Metric-Affine Elastic (EMA) extends Metric-Affine primarily with chunked bundling (bounded depth). The algebra stays the same (XOR bind and normalized L1 similarity), but capacity degrades more slowly under large superpositions because EMA avoids “bundle-of-bundles” gray drift.
In AGISystem2 terms, geometry = D (the number of byte channels per vector, i.e. `Uint8Array(D)`). EMA supports configurable `D` just like Metric-Affine; it does not auto-grow `D` during a session.
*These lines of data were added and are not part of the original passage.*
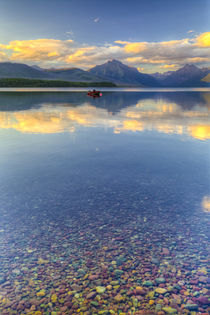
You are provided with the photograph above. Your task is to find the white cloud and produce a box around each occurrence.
[0,31,210,72]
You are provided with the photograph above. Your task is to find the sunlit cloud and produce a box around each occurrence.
[0,32,210,72]
[196,32,210,47]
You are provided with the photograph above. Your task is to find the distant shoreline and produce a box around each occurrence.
[0,86,210,93]
[0,78,117,88]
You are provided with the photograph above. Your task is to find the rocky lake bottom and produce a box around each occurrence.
[0,92,210,315]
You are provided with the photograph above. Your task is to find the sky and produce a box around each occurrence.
[0,0,210,73]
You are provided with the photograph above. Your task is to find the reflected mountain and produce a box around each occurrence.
[0,92,210,114]
[0,92,210,140]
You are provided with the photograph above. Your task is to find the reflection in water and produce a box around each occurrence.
[0,93,210,140]
[0,92,210,315]
[202,196,210,212]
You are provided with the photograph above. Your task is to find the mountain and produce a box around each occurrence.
[0,60,210,87]
[0,62,107,82]
[89,60,158,86]
[150,71,174,80]
[159,64,209,87]
[45,68,102,82]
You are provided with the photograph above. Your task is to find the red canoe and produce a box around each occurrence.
[87,90,102,97]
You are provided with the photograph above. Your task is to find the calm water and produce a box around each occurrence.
[0,90,210,315]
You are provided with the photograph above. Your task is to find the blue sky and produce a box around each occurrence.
[0,0,210,72]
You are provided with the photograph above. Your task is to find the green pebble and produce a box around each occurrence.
[162,306,177,314]
[96,286,106,294]
[184,304,198,311]
[114,269,123,276]
[155,304,162,312]
[90,301,98,306]
[142,281,153,287]
[155,277,166,284]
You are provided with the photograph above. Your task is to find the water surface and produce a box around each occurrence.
[0,90,210,315]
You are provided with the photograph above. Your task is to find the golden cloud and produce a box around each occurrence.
[0,32,210,71]
[196,32,210,47]
[2,38,73,61]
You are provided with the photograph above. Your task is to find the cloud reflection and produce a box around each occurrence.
[0,95,210,140]
[202,196,210,212]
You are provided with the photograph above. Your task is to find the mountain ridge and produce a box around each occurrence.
[0,59,210,87]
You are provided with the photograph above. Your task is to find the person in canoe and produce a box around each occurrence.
[87,89,102,97]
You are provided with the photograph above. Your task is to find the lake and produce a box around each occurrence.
[0,89,210,315]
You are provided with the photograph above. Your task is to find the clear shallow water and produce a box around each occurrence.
[0,91,210,315]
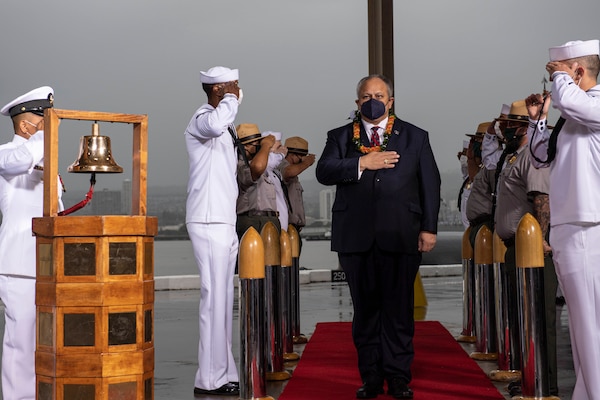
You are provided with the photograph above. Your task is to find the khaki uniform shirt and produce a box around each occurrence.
[495,145,550,240]
[236,160,280,214]
[467,167,496,222]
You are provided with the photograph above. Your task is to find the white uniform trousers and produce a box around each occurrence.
[550,224,600,400]
[187,223,239,390]
[0,275,36,400]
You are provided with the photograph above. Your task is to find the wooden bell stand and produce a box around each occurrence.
[33,108,158,400]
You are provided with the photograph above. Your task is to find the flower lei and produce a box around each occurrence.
[352,111,396,154]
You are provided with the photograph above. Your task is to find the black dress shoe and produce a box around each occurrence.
[194,382,240,396]
[356,383,383,399]
[388,378,413,399]
[507,381,523,397]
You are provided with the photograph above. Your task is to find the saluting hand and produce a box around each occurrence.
[419,231,437,253]
[525,93,552,120]
[359,151,400,171]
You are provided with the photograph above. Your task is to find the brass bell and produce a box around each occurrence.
[67,123,123,173]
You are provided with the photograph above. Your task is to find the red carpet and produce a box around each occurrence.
[278,321,504,400]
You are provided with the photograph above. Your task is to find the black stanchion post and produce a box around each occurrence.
[489,232,521,382]
[260,222,292,381]
[288,224,308,344]
[238,227,273,400]
[279,229,300,361]
[515,213,559,400]
[456,227,476,343]
[471,225,498,361]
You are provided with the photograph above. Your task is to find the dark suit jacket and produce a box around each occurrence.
[316,118,441,254]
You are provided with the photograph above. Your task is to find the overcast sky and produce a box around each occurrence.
[0,0,600,192]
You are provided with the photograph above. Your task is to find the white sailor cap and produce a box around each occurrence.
[0,86,54,118]
[262,131,282,141]
[549,39,600,61]
[200,67,239,85]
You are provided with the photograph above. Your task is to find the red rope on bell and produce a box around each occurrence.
[58,172,96,216]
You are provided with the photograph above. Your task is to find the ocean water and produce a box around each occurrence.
[154,232,463,276]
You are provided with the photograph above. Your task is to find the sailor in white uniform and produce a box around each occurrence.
[185,67,242,396]
[0,86,61,400]
[526,40,600,400]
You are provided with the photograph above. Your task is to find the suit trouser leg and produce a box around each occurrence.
[339,247,421,383]
[0,275,36,400]
[187,223,239,390]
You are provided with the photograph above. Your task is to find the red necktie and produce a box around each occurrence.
[371,126,379,147]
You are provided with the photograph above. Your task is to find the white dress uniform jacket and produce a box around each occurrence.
[528,72,600,400]
[185,94,238,226]
[185,94,239,390]
[0,131,62,400]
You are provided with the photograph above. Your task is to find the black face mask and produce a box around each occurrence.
[360,99,385,121]
[473,141,481,158]
[502,128,517,142]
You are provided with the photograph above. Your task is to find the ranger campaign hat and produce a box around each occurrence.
[0,86,54,118]
[235,123,262,144]
[497,100,529,123]
[285,136,308,156]
[200,67,240,85]
[262,131,282,141]
[467,122,492,139]
[549,39,600,61]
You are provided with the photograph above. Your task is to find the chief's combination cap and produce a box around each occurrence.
[200,67,239,85]
[498,100,529,123]
[549,39,600,61]
[285,136,308,156]
[262,131,282,140]
[0,86,54,118]
[235,124,261,144]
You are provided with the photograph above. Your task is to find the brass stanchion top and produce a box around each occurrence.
[515,213,544,268]
[288,224,300,258]
[475,225,493,264]
[280,229,292,267]
[462,227,473,260]
[238,227,265,279]
[493,231,506,263]
[260,221,281,265]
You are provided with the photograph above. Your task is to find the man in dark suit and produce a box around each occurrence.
[316,75,440,399]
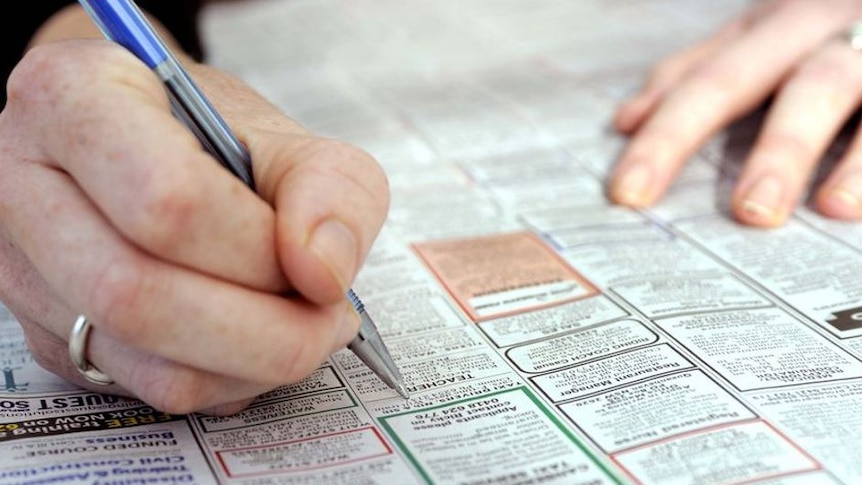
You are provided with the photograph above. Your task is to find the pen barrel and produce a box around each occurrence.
[155,59,255,190]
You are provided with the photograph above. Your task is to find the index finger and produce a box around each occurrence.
[609,1,850,206]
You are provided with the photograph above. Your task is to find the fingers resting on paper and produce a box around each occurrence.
[608,0,862,227]
[0,40,388,413]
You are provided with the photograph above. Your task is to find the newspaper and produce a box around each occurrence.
[0,0,862,485]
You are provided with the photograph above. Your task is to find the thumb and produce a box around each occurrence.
[247,133,389,304]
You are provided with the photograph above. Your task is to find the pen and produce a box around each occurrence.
[79,0,409,399]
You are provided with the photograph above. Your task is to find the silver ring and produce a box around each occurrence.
[69,315,114,386]
[844,19,862,51]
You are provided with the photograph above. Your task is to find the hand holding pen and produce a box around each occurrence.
[0,1,388,414]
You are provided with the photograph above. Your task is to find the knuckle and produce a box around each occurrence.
[7,44,108,107]
[261,340,323,385]
[86,253,152,341]
[128,169,202,251]
[314,140,389,210]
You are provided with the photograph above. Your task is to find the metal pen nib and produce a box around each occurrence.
[347,290,410,399]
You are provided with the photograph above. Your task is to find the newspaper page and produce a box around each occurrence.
[0,0,862,485]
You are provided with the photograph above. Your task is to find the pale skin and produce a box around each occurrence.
[5,0,862,414]
[0,6,389,414]
[608,0,862,227]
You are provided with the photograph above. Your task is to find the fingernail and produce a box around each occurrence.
[742,175,784,222]
[614,165,652,205]
[309,219,358,291]
[830,172,862,206]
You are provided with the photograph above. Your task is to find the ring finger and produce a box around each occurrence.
[733,41,862,227]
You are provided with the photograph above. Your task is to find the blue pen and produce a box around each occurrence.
[79,0,409,399]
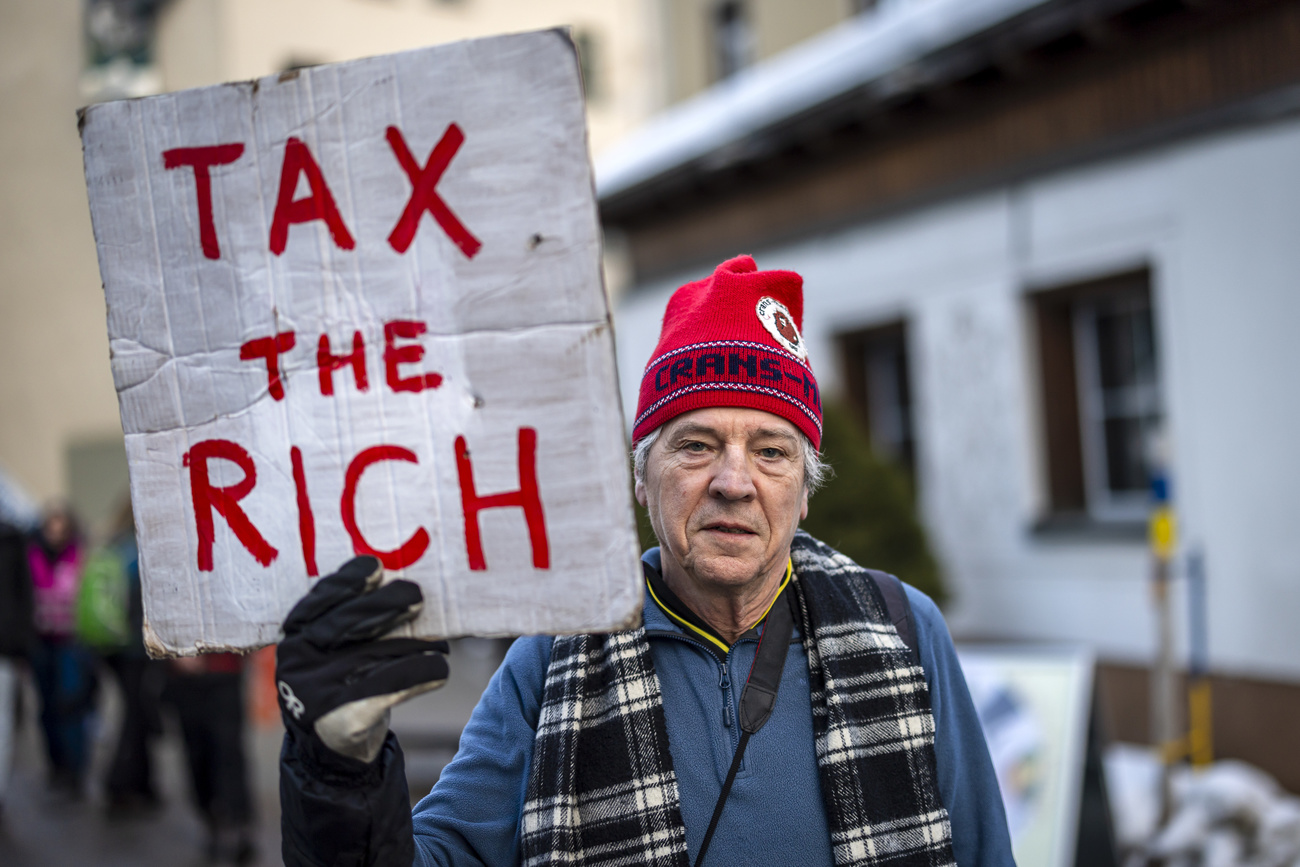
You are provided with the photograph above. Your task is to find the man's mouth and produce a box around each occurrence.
[705,524,754,536]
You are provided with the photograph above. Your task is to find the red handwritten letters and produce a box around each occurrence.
[185,428,551,576]
[163,123,482,259]
[163,123,550,576]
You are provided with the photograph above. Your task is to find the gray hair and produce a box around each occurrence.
[632,425,831,497]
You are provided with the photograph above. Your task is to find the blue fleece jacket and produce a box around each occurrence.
[413,550,1014,867]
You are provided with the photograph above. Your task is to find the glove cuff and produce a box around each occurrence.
[285,725,402,786]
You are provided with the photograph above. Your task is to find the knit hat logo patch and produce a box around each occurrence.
[755,295,809,361]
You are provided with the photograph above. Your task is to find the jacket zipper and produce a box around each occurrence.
[646,629,758,749]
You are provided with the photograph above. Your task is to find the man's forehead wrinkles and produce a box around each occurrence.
[668,421,796,442]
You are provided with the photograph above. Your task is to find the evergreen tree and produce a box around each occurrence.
[801,403,945,602]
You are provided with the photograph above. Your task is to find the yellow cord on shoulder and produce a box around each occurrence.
[646,560,794,654]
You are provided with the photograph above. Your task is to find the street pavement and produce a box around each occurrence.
[0,640,503,867]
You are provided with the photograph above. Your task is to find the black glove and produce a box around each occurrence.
[276,556,447,763]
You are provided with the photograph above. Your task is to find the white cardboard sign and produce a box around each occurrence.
[82,31,641,654]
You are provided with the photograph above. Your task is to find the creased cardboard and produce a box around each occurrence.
[82,31,641,654]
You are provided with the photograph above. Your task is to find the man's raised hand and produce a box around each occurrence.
[276,556,447,763]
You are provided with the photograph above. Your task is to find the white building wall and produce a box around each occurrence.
[616,113,1300,679]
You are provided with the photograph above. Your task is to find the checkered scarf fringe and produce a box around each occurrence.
[521,532,956,867]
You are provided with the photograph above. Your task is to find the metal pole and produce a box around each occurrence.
[1149,473,1186,824]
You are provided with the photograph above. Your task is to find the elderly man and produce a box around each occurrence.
[278,256,1013,867]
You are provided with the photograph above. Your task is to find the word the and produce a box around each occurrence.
[239,320,442,400]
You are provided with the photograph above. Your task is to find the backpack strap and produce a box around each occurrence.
[867,569,920,666]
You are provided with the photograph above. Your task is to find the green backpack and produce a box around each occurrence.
[73,549,130,650]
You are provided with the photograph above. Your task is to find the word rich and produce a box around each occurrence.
[183,428,551,577]
[163,123,482,259]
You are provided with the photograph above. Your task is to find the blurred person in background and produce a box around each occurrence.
[164,654,256,864]
[104,500,166,818]
[27,503,96,798]
[0,516,35,816]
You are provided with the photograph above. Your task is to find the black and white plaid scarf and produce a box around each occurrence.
[521,532,954,867]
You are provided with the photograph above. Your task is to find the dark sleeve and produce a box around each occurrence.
[280,732,415,867]
[905,585,1015,867]
[0,525,36,656]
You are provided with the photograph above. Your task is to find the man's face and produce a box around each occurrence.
[636,407,809,593]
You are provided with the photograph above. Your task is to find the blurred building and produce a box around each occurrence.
[597,0,1300,790]
[0,0,664,538]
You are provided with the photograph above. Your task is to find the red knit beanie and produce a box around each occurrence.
[632,256,822,448]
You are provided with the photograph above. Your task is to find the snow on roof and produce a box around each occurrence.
[595,0,1045,199]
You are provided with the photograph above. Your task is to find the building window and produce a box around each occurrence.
[840,320,917,478]
[714,0,754,81]
[1031,270,1164,521]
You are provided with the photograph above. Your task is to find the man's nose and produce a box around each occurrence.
[709,447,757,500]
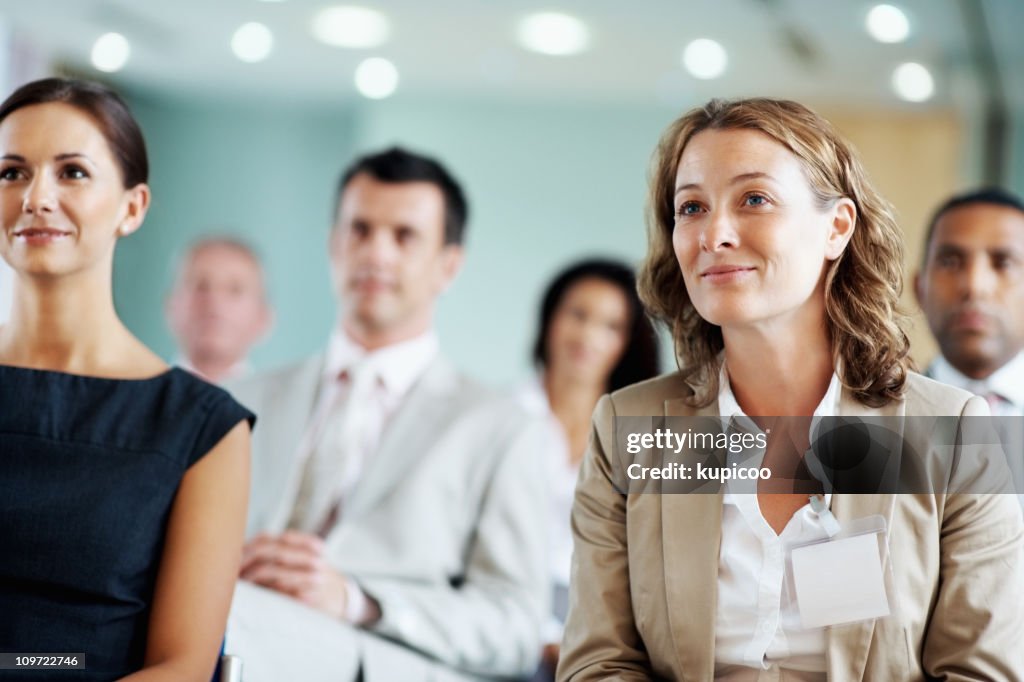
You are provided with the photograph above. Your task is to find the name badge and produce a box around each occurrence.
[788,509,891,629]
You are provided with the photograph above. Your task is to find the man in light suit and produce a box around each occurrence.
[227,148,548,682]
[164,236,273,383]
[914,188,1024,506]
[914,189,1024,409]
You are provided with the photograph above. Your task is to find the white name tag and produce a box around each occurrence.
[793,532,889,628]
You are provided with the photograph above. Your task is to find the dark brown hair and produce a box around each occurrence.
[534,259,659,391]
[0,78,150,189]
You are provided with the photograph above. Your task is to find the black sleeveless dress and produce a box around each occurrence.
[0,366,255,682]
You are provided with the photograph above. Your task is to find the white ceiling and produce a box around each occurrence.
[0,0,1024,111]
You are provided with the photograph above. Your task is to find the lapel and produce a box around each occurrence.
[659,398,722,680]
[345,355,460,520]
[825,387,906,680]
[263,353,325,532]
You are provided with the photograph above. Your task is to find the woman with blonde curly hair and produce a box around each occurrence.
[558,98,1024,681]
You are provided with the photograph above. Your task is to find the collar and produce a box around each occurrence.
[718,357,843,418]
[928,351,1024,411]
[324,329,440,395]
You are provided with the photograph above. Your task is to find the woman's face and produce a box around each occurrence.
[0,102,148,275]
[547,278,630,387]
[672,129,856,333]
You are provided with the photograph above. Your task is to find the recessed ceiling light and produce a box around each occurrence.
[355,57,398,99]
[312,6,391,47]
[893,61,935,101]
[866,5,910,43]
[683,38,729,80]
[89,33,131,74]
[231,22,273,62]
[516,12,590,56]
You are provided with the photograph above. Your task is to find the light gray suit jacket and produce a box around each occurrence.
[232,355,549,680]
[558,374,1024,682]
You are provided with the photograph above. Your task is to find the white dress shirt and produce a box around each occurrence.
[292,330,440,624]
[715,364,842,682]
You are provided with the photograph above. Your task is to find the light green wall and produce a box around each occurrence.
[116,89,677,384]
[115,93,352,368]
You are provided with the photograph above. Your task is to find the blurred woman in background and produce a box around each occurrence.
[520,259,658,680]
[0,79,254,682]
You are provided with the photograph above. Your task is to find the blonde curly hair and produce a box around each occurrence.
[638,97,912,407]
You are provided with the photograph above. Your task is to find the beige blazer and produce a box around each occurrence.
[231,356,550,681]
[558,374,1024,682]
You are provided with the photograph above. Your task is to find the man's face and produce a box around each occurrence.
[168,244,269,364]
[914,204,1024,379]
[331,173,462,344]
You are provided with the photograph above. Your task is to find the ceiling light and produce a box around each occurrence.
[683,38,729,80]
[866,5,910,43]
[893,61,935,101]
[90,33,131,74]
[231,22,273,62]
[516,12,590,56]
[312,7,391,47]
[355,57,398,99]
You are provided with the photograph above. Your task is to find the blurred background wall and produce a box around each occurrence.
[0,0,1024,384]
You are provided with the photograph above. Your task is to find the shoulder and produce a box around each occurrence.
[903,372,983,417]
[598,372,693,417]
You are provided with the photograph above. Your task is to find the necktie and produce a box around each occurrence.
[289,364,377,536]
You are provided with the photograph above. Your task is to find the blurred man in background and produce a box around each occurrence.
[227,148,549,682]
[914,188,1024,507]
[914,184,1024,409]
[166,237,272,383]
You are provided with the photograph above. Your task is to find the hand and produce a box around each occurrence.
[240,530,348,619]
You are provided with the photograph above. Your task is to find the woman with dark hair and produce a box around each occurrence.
[0,79,254,682]
[520,259,658,680]
[558,98,1024,682]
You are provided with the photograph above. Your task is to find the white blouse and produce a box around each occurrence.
[715,365,842,682]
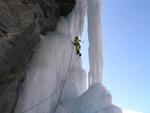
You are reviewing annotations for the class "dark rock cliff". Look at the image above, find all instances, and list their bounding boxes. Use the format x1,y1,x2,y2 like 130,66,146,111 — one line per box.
0,0,75,113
1. Why Elastic? The Gray-Convergence Problem
Problem: Mean Bundling Drifts Toward Gray
Metric-Affine bundles by arithmetic mean. When many vectors are superposed, the mean drifts toward ~128 in each byte, reducing contrast against the random baseline. Deep incremental updates (bundle of bundles) accelerate this drift.
Intuition: If you keep averaging colors, you eventually get a uniform gray. EMA keeps multiple means (chunks) instead of a single gray average.
2. Geometry: Byte Channels (D)
Definition: EMA Vector
EMA uses a configurable number of byte channels D:
V = [b0, b1, ..., b(D-1)] where bi in {0..255}
Default D matches Metric-Affine (32 bytes). You can run with 8/16/32/64/128+ bytes depending on the speed/capacity trade-off you want.